As a writer, I envy the author his experience and the writing chops he developed while preparing papers on many varied subjects. He wrote papers on the Sikh religion, how music makes him feel, Ikea chairs, a series on PTSD (post-traumatic-stress-disorder), constitutional law, kava, and hundreds of other subjects over a ten year period. The learning experience was so great for him that he refers to a PhD dissertation assignment as “my doctorate”. The PhD candidate paid four thousand dollars for the dissertation and the author completed it in five cocaine-fueled days. Of course, he was requested to do some revisions afterwards. He has a unique perspective on our education system due to his dealings with a certain type of American university student. His customers are often entitled, moneyed and demanding, but he also has customers who are barely literate. He quotes requests from college students that are incomprehensible due to their lack of grammar, vocabulary, spelling and sentence structure skills. One of the book’s questions (and there are many) is – how do illiterate young people get into college? How do they graduate? The author’s answer involves following the money. He makes the case that the banks and the universities are knowingly loaning money to people who will not be able to repay it and giving them degrees which are nearly meaningless for many.

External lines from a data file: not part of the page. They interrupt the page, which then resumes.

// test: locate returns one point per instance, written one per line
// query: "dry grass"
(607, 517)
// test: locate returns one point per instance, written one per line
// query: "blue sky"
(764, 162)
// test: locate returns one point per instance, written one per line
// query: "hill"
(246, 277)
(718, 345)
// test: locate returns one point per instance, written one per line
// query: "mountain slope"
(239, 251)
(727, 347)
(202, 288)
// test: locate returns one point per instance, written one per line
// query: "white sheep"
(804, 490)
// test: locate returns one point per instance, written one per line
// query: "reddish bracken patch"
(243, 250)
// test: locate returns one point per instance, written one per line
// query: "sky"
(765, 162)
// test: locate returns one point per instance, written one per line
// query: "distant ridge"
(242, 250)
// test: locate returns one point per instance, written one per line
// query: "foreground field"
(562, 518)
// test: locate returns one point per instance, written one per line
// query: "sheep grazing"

It is easy to think that he is pointing an accusing finger at the education industry to defend himself against the charges that he has been an opportunist, a cheater himself, providing papers to cheaters for money, a man with low principles. But his arguments and revelations about higher education in America, including the for-profit schools, are so powerful and convincing that we can forgive him for earning a living as a writer. Especially now that he’s gone straight.